Don Bosco, “missionario della Chiesa”
“Mettiamo il nostro sassolino nel grande edificio della Chiesa” così affermava nel progettare la prima spedizione missionaria. L’evangelizzazione dei poveri, la costruzione della Chiesa: sono gli obiettivi concreti del suo progetto. L’ecclesiologia del tempo portava ad approfondire la dimensione universale della Chiesa. Richiamati in Italia dal Concilio Vaticano I, numerosi vescovi missionari alimentarono entusiasmo per le missioni e per la vocazione missionaria nel cuore della gente e di tanti giovani in tutte le parti d’Italia. In tanti cercano don Bosco e i suoi Salesiani per rispondere ad esigenze di educazione e di vangelo tra i giovani delle loro diocesi. I sogni missionari, ben cinque, gli fanno intuire il graduale sviluppo mondiale della sua opera. La gloria di Dio e l’amore immenso per la Chiesa proiettano don Bosco nella grande impresa dell’evangelizzazione ecclesiale. Il primo gruppo che parte viene scelto da don Bosco tra i suoi uomini migliori. Alla Chiesa si da con generosità. Scegliendo il meglio. E poiché centro di comunione ecclesiale è il Papa, don Bosco vuole che i suoi missionari partenti si rechino a Roma dal Papa per essere investiti nel mandato missionario dalla sua benedizione.
Caratteristiche salesiane nel lavoro missionario
Le strategie con cui i Missionari salesiani si inseriscono nell’evangelizzazione e nella promozione umana sono quelle sperimentate dell’educazione e della preferenza verso il mondo giovanile. Queste strategie consentono di assumere i valori, le speranze e le difficoltà dei popoli con cui vengono a contatto.
Un tratto tipico della vocazione salesiana e missionaria è la dimensione comunitaria. Si parte in gruppo per le missioni: sono pensate come autentiche spedizioni di più persone e sono già 132 al 2002). Si vive in comunità, si creano nuove comunità, si educa e si evangelizza come comunità. L’azione del singolo “pioniere” è riportata alla comunità.
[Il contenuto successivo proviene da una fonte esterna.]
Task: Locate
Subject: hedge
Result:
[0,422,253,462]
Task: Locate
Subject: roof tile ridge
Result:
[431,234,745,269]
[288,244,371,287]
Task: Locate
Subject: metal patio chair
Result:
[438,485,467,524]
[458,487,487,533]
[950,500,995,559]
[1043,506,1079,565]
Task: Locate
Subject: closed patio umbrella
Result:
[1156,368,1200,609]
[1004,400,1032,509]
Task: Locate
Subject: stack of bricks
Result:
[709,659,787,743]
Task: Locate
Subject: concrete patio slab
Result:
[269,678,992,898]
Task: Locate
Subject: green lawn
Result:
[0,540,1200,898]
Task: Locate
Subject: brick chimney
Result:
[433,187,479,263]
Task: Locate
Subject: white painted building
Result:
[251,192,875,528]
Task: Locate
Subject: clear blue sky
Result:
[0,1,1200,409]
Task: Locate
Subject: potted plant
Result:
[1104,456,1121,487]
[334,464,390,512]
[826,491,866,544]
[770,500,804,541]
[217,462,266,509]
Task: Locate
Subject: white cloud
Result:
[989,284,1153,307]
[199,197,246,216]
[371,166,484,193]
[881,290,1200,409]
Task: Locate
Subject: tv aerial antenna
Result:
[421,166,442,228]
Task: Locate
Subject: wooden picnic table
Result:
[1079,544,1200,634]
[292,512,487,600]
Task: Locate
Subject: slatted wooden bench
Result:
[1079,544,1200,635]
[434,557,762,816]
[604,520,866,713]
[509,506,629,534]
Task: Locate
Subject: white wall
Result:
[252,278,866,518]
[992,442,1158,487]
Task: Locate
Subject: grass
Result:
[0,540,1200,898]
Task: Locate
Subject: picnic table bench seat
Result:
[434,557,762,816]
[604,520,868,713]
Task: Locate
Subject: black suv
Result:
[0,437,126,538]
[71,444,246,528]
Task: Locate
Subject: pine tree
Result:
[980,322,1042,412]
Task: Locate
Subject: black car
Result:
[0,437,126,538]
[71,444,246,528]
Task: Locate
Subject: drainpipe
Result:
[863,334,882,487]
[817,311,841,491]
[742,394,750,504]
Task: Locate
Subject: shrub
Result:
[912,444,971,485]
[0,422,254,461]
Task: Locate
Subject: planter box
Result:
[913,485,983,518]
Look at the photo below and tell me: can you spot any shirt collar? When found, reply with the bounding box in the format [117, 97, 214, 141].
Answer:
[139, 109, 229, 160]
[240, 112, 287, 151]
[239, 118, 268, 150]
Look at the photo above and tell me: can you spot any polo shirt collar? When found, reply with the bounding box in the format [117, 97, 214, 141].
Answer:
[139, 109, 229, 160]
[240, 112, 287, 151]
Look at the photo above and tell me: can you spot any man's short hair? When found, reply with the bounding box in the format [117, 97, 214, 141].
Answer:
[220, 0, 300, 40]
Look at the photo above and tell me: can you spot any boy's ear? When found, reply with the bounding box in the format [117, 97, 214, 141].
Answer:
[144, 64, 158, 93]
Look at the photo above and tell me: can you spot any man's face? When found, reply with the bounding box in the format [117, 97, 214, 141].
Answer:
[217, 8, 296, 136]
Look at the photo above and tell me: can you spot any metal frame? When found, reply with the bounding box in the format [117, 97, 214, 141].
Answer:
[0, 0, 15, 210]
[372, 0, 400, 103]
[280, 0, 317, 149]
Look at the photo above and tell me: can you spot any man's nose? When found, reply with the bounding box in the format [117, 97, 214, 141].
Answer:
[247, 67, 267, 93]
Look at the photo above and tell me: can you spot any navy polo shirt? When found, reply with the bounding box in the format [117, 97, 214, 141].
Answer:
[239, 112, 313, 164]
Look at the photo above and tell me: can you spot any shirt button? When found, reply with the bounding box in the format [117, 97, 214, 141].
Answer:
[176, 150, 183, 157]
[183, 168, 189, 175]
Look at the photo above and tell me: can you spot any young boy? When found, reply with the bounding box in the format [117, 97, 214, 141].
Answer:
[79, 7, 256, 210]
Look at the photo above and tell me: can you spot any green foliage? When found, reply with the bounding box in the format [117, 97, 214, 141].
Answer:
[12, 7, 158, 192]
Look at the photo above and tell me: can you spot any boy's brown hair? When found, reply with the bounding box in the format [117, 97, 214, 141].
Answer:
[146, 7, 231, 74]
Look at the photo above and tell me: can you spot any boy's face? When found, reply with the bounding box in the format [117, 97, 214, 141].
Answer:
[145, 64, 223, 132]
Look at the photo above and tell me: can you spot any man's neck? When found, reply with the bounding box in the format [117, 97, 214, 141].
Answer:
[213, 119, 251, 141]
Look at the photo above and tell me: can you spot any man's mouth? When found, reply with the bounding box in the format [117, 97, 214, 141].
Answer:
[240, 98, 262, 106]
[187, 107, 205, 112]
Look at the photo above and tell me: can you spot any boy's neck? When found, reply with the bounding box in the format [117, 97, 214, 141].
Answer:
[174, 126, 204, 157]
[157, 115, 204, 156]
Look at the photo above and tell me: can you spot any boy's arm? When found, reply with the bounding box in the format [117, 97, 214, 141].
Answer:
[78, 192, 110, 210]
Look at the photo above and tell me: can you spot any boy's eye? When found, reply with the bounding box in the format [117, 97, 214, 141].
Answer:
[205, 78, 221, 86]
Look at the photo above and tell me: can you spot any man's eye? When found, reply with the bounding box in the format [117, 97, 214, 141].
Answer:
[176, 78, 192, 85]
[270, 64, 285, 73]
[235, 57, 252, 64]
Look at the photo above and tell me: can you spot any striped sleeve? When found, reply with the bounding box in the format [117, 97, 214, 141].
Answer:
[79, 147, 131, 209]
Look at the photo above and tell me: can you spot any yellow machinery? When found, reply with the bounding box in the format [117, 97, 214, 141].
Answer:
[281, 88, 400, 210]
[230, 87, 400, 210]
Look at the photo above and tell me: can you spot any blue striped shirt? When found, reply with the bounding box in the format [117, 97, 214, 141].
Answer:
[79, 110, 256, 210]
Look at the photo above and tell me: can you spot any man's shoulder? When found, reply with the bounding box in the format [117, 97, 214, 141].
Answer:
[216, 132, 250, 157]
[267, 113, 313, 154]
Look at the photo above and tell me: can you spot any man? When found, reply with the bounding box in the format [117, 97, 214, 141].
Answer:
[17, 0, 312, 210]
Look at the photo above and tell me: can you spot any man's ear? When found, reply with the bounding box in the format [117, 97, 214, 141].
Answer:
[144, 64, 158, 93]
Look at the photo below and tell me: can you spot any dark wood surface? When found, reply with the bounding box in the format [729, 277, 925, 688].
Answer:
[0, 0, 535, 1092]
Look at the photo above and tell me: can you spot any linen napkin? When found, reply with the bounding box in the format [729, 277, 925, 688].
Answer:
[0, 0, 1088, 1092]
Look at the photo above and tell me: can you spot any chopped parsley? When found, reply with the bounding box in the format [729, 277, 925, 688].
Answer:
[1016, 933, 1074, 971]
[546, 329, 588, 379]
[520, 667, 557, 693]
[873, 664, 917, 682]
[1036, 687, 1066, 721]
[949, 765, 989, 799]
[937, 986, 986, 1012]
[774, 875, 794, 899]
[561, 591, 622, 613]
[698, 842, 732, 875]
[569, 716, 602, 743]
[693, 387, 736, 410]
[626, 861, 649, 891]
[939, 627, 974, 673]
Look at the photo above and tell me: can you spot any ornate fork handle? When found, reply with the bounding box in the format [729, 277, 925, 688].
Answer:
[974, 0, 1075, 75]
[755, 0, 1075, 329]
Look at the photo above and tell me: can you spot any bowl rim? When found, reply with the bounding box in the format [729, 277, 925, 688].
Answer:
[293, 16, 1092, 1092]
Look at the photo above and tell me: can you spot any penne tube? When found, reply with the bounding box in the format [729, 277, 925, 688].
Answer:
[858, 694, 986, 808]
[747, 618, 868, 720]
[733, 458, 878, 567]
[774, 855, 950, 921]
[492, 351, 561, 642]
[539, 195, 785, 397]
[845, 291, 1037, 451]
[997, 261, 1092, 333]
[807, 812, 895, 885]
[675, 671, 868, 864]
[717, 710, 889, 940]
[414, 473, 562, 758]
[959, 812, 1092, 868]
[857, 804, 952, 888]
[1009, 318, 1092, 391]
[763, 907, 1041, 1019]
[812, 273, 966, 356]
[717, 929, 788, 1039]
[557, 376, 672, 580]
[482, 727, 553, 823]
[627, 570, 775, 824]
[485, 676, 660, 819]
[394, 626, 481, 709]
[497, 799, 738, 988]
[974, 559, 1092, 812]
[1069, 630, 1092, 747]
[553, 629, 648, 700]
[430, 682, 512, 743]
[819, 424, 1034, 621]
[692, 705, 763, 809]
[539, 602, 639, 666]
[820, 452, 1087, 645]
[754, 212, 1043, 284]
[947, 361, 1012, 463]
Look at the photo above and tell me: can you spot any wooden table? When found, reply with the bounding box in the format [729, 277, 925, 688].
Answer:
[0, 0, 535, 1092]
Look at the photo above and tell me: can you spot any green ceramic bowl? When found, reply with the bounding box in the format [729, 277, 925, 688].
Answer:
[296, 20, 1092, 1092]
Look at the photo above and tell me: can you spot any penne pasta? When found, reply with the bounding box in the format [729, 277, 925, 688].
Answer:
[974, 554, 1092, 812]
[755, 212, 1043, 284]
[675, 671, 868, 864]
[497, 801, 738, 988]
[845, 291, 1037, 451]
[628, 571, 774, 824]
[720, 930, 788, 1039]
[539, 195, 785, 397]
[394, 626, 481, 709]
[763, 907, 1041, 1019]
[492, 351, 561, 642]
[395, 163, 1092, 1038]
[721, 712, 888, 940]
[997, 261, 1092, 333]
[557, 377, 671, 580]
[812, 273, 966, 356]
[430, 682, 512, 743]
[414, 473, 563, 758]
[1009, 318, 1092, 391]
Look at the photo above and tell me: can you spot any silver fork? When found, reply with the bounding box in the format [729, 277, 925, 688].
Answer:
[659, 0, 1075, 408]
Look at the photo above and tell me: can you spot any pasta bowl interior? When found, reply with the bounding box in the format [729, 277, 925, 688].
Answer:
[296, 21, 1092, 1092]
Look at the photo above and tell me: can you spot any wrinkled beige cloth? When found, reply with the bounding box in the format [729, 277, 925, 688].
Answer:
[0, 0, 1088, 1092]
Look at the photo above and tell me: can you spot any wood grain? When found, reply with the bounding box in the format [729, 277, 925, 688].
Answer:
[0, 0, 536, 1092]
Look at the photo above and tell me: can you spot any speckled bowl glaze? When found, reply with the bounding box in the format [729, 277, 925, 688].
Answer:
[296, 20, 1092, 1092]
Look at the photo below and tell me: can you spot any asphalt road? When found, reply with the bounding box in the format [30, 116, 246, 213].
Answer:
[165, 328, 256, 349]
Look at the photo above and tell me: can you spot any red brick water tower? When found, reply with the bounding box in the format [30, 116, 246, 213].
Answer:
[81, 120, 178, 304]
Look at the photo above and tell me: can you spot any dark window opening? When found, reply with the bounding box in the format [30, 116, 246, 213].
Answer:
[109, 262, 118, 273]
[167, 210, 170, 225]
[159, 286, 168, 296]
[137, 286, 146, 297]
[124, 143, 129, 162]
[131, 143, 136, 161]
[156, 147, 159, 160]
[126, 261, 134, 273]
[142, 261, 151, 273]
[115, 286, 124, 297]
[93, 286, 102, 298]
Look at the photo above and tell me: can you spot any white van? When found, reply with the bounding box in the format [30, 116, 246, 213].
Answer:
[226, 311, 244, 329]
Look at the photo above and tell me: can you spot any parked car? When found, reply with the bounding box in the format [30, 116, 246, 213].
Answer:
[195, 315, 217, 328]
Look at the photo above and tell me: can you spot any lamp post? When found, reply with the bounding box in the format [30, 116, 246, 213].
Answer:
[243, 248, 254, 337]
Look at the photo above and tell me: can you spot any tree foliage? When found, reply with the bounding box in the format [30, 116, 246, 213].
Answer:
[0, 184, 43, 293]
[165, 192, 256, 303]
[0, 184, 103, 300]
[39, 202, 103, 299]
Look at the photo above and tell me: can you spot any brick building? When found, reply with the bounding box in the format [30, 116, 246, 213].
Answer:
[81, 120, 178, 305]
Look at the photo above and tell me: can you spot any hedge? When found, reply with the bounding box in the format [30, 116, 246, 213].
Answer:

I primi missionari sono dei giovani, entusiasti con don Bosco per la causa del Vangelo. Portano la creatività, la donazione totale e il coraggio proprio dei giovani. In seguito, per facilitare il loro inserimento culturale e le capacità di comunicazione e relazione, dove è possibile, la formazione per tanti giovani missionari avviene negli stessi territori di missione.
Le istituzioni educative vincenti che i Missionari di don Bosco portano alla gioventù di ogni parte del mondo sono soprattutto l’Oratorio e il Centro di formazione professionale.
Poiché la missione è compito di ogni cristiano, nel suo progetto missionario don Bosco suscita il coinvolgimento dei gruppi della Famiglia Salesiana. Lettere circolari alle Case e ai Cooperatori, il Bollettino Salesiano, la testimonianza dei missionari… sono stati e continuano ad essere mezzi favorevoli per informare, animare e alimentare sensibilità, vocazione missionaria e cooperazione. Diversi gruppi stessi della Famiglia Salesiana devono il loro essere al carisma di missionari salesiani, come risposta ad urgenze di Chiesa e di Vangelo in determinati contesti.
Prassi missionaria salesiana
In America Latina, Asia ed Africa la storia delle missioni salesiane è storia di prima evangelizzazione. La fondazione di Chiese prosegue con numerosi Vicariati missionari e Diocesi missionarie affidate ai figli di don Bosco.
Gradualmente è sempre stata attivata l’inculturazione missionaria, favorendo ovunque l’incarnazione del Vangelo e del carisma salesiano. In tutti i continenti sono numerosi gli esempi di missionari molto incarnati nel percorso religioso e culturale dell’ambiente con la loro prassi missionaria e la ricerca e produzione scientifica.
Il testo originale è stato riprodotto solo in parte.